Now, consider this second chart:

chart b

What does this chart show? Well, to begin with it is the exact same data as the first chart. All I did was take that column of data in Excel and copy it two times. Then in the second column (value 2) I deleted the first twenty years worth of data. In the third column, I deleted all the way up until year 1960 (40 years data).
I put in trend lines for all chart series. In the first series (value 1) the trend line is flat, just like the initial chart. In the second series, you see an increase of what, about 1 degree Fahrenheit? Something like that. In the case of the third series however, it is what, much closer to 3 degrees Fahrenheit.
Now understand, this is the exact same data repeated for a total of three times. The only difference is where I choose to begin the series.

How are any of these charts going to tell you what all is going to happen?  They are not going to. You see it is how you interpret that data tells you what is going on. But what this shows is how you can choose to display the data in a particular way as to what story it is going to tell.

chart c
Now I can get all excited and say that if the trend displayed in this above chart continues , we are all gonna fry, I say, FRY!
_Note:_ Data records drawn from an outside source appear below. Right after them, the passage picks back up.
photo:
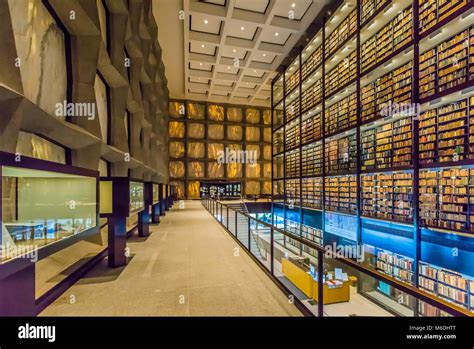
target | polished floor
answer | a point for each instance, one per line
(188, 266)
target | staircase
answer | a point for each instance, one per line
(242, 226)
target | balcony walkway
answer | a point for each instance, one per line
(186, 267)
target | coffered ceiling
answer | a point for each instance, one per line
(230, 48)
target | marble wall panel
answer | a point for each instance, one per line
(215, 132)
(215, 112)
(176, 149)
(40, 46)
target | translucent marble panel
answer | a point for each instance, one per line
(252, 171)
(234, 133)
(267, 152)
(267, 117)
(179, 188)
(252, 187)
(234, 170)
(267, 134)
(266, 187)
(176, 129)
(176, 169)
(215, 132)
(196, 131)
(252, 115)
(36, 147)
(215, 112)
(40, 46)
(267, 170)
(196, 150)
(196, 111)
(255, 149)
(234, 114)
(214, 149)
(101, 102)
(215, 170)
(252, 134)
(196, 169)
(194, 190)
(103, 168)
(176, 149)
(177, 110)
(102, 20)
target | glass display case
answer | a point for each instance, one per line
(137, 202)
(42, 207)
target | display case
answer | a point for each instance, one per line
(48, 210)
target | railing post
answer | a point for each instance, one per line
(248, 223)
(271, 249)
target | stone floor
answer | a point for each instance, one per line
(187, 267)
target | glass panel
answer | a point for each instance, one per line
(136, 196)
(215, 112)
(215, 132)
(252, 187)
(41, 207)
(176, 169)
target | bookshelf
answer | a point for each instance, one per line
(388, 196)
(312, 190)
(446, 284)
(341, 194)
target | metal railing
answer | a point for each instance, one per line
(261, 247)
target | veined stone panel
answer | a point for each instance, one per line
(215, 112)
(196, 150)
(196, 130)
(252, 115)
(176, 149)
(234, 114)
(33, 146)
(101, 101)
(40, 46)
(215, 132)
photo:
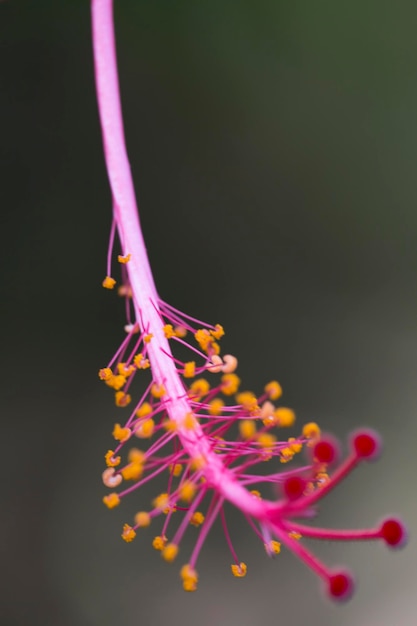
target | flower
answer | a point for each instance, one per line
(208, 437)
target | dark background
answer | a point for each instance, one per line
(273, 145)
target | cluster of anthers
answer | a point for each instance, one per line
(213, 441)
(238, 432)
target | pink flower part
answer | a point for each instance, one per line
(208, 446)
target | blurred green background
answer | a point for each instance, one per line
(273, 146)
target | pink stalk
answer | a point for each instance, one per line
(208, 462)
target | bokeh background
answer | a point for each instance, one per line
(273, 145)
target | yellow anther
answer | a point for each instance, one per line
(230, 364)
(144, 410)
(273, 547)
(295, 445)
(128, 533)
(273, 390)
(218, 331)
(189, 369)
(175, 469)
(189, 422)
(125, 370)
(157, 391)
(247, 429)
(105, 373)
(141, 362)
(108, 282)
(110, 478)
(248, 400)
(169, 331)
(116, 382)
(286, 454)
(112, 500)
(294, 535)
(229, 384)
(136, 456)
(133, 471)
(215, 406)
(142, 519)
(284, 417)
(197, 519)
(170, 552)
(188, 573)
(121, 398)
(199, 388)
(187, 491)
(111, 461)
(159, 542)
(161, 502)
(311, 431)
(239, 570)
(169, 425)
(144, 428)
(188, 584)
(197, 463)
(121, 434)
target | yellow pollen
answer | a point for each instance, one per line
(141, 362)
(284, 417)
(218, 332)
(116, 382)
(273, 390)
(123, 259)
(239, 570)
(215, 406)
(273, 547)
(189, 421)
(112, 461)
(170, 552)
(159, 543)
(247, 429)
(133, 471)
(121, 398)
(157, 391)
(142, 519)
(189, 369)
(105, 373)
(145, 428)
(112, 500)
(229, 384)
(286, 455)
(108, 282)
(121, 434)
(125, 370)
(128, 533)
(169, 332)
(187, 491)
(175, 469)
(197, 519)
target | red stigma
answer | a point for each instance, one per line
(340, 586)
(294, 487)
(393, 533)
(366, 445)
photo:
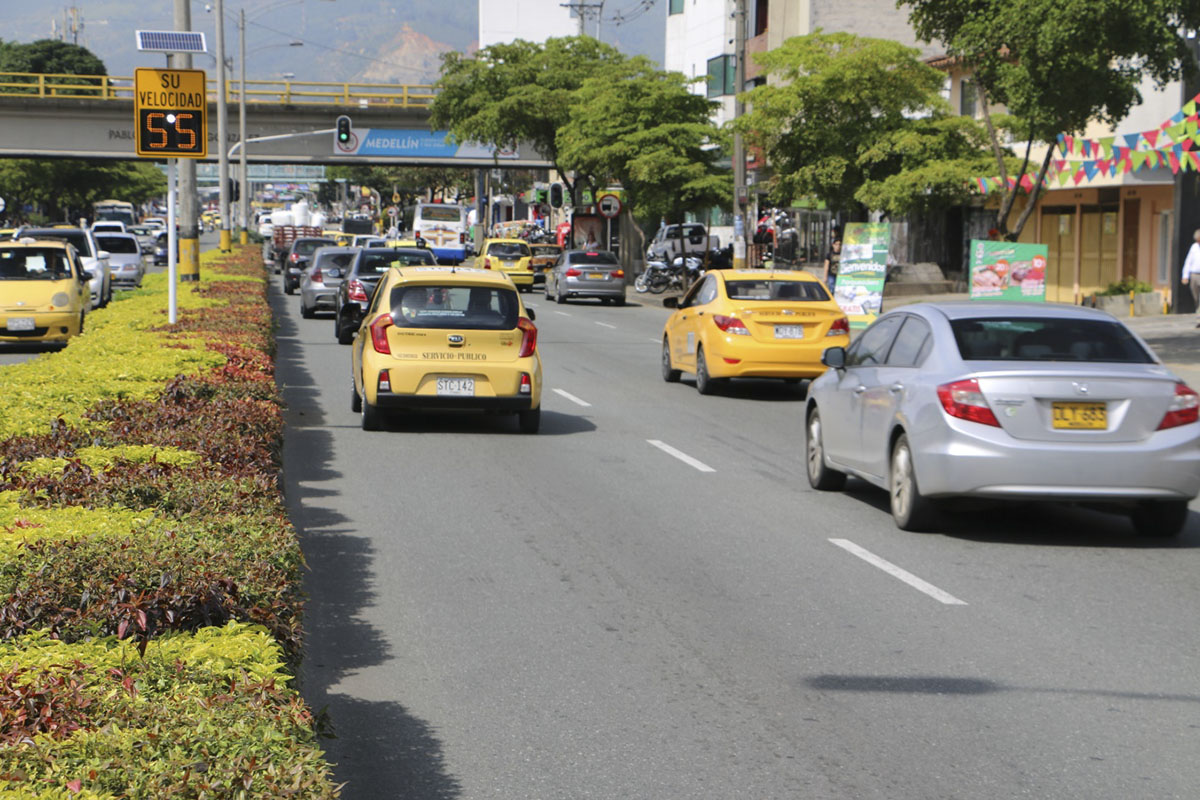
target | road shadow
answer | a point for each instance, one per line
(1044, 524)
(377, 747)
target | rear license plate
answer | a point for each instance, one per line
(789, 331)
(456, 386)
(1081, 416)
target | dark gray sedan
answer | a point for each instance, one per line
(587, 274)
(319, 282)
(1006, 401)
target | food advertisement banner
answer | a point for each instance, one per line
(1003, 270)
(863, 270)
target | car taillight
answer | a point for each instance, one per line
(964, 400)
(840, 328)
(528, 337)
(731, 325)
(379, 334)
(1185, 408)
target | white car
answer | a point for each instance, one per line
(124, 258)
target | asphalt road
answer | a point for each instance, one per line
(583, 614)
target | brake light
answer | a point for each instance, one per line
(731, 325)
(528, 337)
(840, 328)
(379, 334)
(965, 401)
(1185, 408)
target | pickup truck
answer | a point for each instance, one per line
(667, 244)
(282, 238)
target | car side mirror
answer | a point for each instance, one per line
(834, 358)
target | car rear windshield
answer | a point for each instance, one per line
(508, 250)
(487, 308)
(379, 263)
(1047, 340)
(433, 214)
(77, 238)
(118, 244)
(760, 289)
(305, 246)
(34, 264)
(593, 257)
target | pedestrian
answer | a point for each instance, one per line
(1192, 271)
(833, 264)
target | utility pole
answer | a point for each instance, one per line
(189, 236)
(739, 155)
(222, 132)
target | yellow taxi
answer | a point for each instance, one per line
(751, 324)
(511, 257)
(43, 292)
(444, 337)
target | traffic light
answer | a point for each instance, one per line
(345, 131)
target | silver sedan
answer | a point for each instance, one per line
(319, 282)
(1019, 401)
(587, 274)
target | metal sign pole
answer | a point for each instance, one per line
(171, 240)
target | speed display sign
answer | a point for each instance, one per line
(171, 113)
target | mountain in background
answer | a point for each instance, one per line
(373, 41)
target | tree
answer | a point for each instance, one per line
(642, 127)
(1056, 65)
(858, 122)
(521, 92)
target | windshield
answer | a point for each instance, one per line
(34, 264)
(118, 244)
(508, 250)
(489, 308)
(77, 238)
(379, 263)
(441, 214)
(1047, 340)
(756, 289)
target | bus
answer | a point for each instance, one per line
(118, 210)
(443, 227)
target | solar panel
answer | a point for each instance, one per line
(171, 41)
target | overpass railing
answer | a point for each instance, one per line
(281, 92)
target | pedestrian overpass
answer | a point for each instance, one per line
(91, 116)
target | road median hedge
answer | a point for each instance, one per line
(149, 576)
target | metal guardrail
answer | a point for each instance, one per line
(283, 92)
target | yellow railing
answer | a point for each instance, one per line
(281, 92)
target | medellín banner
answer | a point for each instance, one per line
(863, 271)
(1003, 270)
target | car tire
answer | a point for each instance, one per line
(529, 421)
(705, 383)
(1161, 518)
(372, 417)
(821, 476)
(670, 374)
(910, 509)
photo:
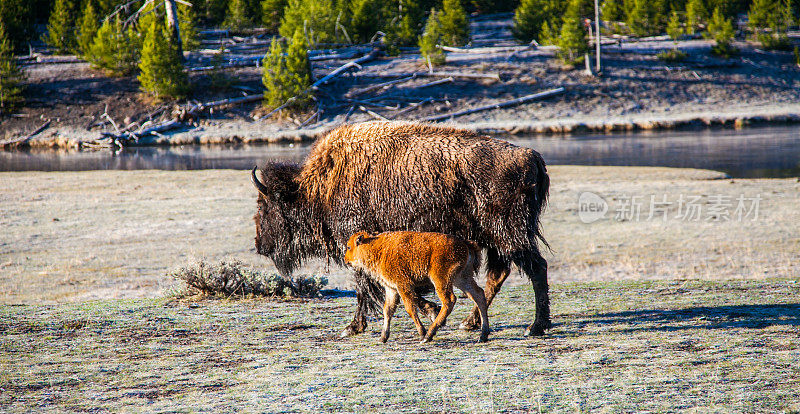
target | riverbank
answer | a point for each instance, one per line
(77, 236)
(636, 91)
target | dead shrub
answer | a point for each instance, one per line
(234, 279)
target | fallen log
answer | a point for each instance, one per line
(412, 107)
(371, 88)
(18, 142)
(512, 102)
(341, 69)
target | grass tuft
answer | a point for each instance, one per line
(234, 279)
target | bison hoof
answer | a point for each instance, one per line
(468, 325)
(534, 330)
(349, 331)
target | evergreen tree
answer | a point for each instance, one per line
(529, 18)
(61, 27)
(272, 13)
(696, 14)
(674, 27)
(11, 76)
(112, 49)
(611, 11)
(640, 17)
(161, 66)
(721, 30)
(366, 19)
(572, 40)
(770, 23)
(186, 19)
(238, 15)
(18, 17)
(430, 41)
(316, 19)
(287, 73)
(403, 26)
(454, 23)
(87, 30)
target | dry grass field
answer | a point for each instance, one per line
(692, 346)
(74, 236)
(650, 314)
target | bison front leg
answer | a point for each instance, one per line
(535, 266)
(369, 298)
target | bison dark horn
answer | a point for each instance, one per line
(260, 187)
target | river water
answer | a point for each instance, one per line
(748, 153)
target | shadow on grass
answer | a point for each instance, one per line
(701, 317)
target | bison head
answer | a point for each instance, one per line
(284, 220)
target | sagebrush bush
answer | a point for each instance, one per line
(234, 279)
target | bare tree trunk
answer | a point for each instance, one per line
(172, 24)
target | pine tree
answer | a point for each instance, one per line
(454, 23)
(61, 27)
(316, 19)
(287, 73)
(161, 67)
(529, 18)
(403, 26)
(770, 23)
(272, 13)
(11, 76)
(640, 18)
(572, 40)
(430, 41)
(113, 50)
(237, 17)
(611, 11)
(87, 30)
(186, 19)
(721, 30)
(366, 19)
(696, 14)
(674, 28)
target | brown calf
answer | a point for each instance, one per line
(404, 260)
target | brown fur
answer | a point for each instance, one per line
(387, 176)
(402, 261)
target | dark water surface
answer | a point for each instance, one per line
(754, 152)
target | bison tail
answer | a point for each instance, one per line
(475, 251)
(542, 191)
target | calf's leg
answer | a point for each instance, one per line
(448, 298)
(474, 292)
(389, 306)
(497, 271)
(408, 297)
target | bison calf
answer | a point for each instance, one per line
(404, 260)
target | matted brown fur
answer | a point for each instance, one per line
(388, 176)
(402, 261)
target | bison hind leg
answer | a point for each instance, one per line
(535, 267)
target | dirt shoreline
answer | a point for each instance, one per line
(78, 236)
(247, 132)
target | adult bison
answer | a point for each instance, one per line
(384, 176)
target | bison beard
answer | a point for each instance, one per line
(387, 176)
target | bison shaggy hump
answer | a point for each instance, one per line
(397, 176)
(386, 176)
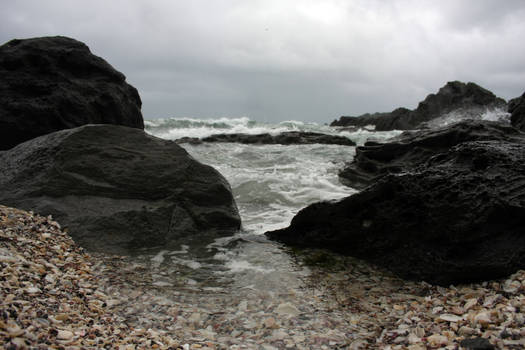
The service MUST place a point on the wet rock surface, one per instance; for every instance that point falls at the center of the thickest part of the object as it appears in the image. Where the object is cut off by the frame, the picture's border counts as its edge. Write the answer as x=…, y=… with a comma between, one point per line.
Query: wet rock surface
x=467, y=97
x=413, y=149
x=517, y=110
x=284, y=138
x=116, y=188
x=53, y=294
x=54, y=83
x=457, y=218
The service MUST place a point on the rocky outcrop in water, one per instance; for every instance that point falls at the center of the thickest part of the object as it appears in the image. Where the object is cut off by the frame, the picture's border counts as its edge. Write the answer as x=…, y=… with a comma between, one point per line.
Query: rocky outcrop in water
x=413, y=149
x=54, y=83
x=470, y=99
x=457, y=217
x=117, y=188
x=284, y=138
x=516, y=108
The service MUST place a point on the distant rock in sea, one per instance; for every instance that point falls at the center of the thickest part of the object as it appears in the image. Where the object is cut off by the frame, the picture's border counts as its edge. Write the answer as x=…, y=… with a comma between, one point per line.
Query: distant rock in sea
x=54, y=83
x=117, y=188
x=468, y=99
x=453, y=211
x=284, y=138
x=412, y=149
x=517, y=111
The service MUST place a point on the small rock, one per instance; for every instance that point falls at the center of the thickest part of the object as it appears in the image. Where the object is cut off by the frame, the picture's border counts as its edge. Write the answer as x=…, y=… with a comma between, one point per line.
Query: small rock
x=437, y=340
x=287, y=309
x=476, y=344
x=270, y=323
x=64, y=335
x=449, y=318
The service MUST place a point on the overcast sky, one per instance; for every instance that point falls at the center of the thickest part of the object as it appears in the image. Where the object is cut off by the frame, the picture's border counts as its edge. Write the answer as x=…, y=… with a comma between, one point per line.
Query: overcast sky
x=275, y=60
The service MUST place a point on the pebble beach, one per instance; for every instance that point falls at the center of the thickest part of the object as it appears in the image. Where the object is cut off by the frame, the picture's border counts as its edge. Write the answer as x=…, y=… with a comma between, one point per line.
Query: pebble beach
x=54, y=295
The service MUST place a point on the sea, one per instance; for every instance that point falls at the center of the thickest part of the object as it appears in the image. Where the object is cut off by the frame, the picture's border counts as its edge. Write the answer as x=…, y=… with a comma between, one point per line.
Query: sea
x=270, y=184
x=245, y=291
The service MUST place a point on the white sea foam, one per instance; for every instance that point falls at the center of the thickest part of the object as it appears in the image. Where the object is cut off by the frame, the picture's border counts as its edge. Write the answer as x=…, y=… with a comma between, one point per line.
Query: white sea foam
x=271, y=183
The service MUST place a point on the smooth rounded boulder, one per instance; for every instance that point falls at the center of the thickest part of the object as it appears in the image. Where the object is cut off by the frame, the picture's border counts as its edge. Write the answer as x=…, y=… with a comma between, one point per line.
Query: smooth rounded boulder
x=117, y=188
x=457, y=218
x=53, y=83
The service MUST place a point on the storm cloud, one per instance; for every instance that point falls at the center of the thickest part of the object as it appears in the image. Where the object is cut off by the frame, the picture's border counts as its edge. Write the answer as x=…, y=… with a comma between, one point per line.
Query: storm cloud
x=280, y=60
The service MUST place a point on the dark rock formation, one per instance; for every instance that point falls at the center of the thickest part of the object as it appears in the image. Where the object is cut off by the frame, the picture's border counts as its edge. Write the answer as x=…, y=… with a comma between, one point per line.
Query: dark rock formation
x=284, y=138
x=469, y=98
x=516, y=108
x=457, y=218
x=54, y=83
x=412, y=149
x=117, y=188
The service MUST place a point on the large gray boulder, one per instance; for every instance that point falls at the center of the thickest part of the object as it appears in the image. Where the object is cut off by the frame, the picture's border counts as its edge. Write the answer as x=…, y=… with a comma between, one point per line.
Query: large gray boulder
x=118, y=188
x=54, y=83
x=467, y=99
x=457, y=218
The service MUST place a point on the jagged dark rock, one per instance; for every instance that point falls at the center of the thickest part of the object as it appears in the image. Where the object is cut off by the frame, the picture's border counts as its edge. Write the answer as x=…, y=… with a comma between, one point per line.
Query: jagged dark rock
x=469, y=98
x=117, y=188
x=54, y=83
x=412, y=149
x=284, y=138
x=458, y=217
x=516, y=108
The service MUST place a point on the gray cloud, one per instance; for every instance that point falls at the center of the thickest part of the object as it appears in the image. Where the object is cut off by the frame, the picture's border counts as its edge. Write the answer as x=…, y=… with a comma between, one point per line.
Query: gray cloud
x=277, y=60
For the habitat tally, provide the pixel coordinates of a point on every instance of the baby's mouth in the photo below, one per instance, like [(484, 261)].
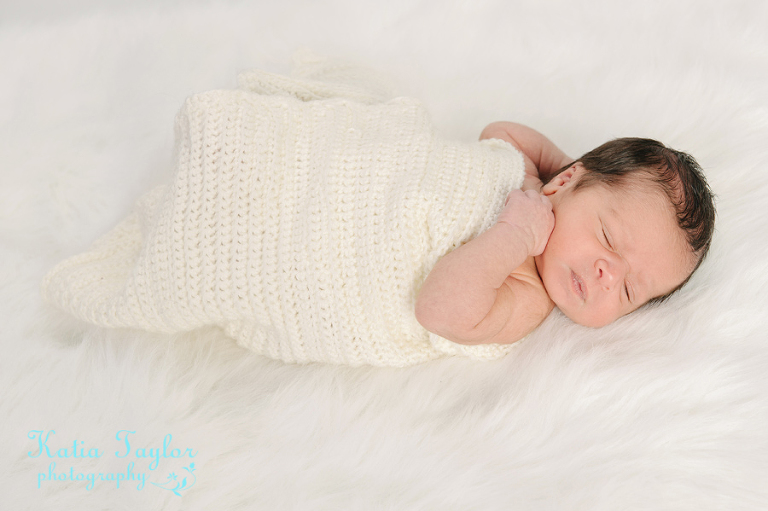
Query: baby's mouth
[(578, 286)]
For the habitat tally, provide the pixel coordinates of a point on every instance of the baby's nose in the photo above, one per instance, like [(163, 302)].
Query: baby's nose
[(608, 273)]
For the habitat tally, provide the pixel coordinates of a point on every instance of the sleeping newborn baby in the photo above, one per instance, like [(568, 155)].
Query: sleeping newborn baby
[(314, 219), (624, 225)]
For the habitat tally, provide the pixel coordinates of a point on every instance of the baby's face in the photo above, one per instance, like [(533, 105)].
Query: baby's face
[(611, 250)]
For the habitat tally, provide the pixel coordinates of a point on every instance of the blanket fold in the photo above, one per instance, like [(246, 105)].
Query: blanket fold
[(302, 218)]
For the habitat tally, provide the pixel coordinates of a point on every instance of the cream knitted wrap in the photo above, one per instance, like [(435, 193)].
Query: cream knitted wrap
[(302, 218)]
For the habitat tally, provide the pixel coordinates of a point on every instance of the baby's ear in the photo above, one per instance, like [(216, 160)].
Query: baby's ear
[(564, 180)]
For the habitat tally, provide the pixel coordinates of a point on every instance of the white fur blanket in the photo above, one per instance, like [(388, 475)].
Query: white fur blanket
[(665, 409)]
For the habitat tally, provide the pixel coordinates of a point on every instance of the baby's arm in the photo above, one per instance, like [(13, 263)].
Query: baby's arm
[(542, 157), (471, 297)]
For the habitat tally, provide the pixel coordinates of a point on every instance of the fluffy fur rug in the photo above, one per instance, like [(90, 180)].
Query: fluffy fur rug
[(665, 409)]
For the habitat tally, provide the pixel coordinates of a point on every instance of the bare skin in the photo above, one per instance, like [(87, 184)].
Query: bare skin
[(488, 290), (613, 250)]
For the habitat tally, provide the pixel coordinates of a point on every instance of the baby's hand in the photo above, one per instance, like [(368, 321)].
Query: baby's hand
[(530, 213)]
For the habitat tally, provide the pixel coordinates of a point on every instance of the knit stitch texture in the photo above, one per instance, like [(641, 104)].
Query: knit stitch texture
[(302, 218)]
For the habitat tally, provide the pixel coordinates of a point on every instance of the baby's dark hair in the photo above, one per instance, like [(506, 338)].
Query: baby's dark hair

Or I can say, no, go look at the first chart. There is nothing to worry about. There has been no major temperature change since 1920.
Take your pick. It is all the same data, simply presented a little differently.




2 thoughts on “Why I distrust using data only to prove a point.

  1. Yes, starting and ending dates are critical, especially when we are graphing something that has recurring cycle to it. If you start graphing your data at the high point of a cycle, then you are guaranteed to get a declining trend for all years until you reach the next high point, at which time you will have a momentary trend of zero — and then back to declining trends again. You can actually have a long-term stable periodic system that shows a negative (sometime large, sometime small, but always negative) trend 99.9% of the time if you always start your chart at the high point. Ditto positive trends that start at low points.

    Additionally, why do climate charts hardly ever have error bars on them? Isn’t that important? If we have a century’s worth of data, a trend of one degree warming per century, and an error bar of one and a half degrees, would we worry? I wouldn’t…

    And again, how much good does it do to show a chart based on an average of the daily high and low? Does that tell us much? Imagine two cities, one has a daily low of 60 degrees and a daily high of 80 degrees for an average of 70 degrees. Another city has a daily low of 30 degrees and a daily high of 110 degrees for an average of 70 degrees. Are the two cities equivalent in any meaningful way? The same principle applies with yearly averages; do yearly averages tell us anything useful about growing seasons, habitability, etc.? Suppose you have two cities, both with a low of 60 and a high of 80 for a 70 average. In one city the low temperature period lasts all night and most of the day with a very brief spike to 80. In the other, the opposite with a brief low of 60 and most of the day at 80. Again, are these two cities equivalent?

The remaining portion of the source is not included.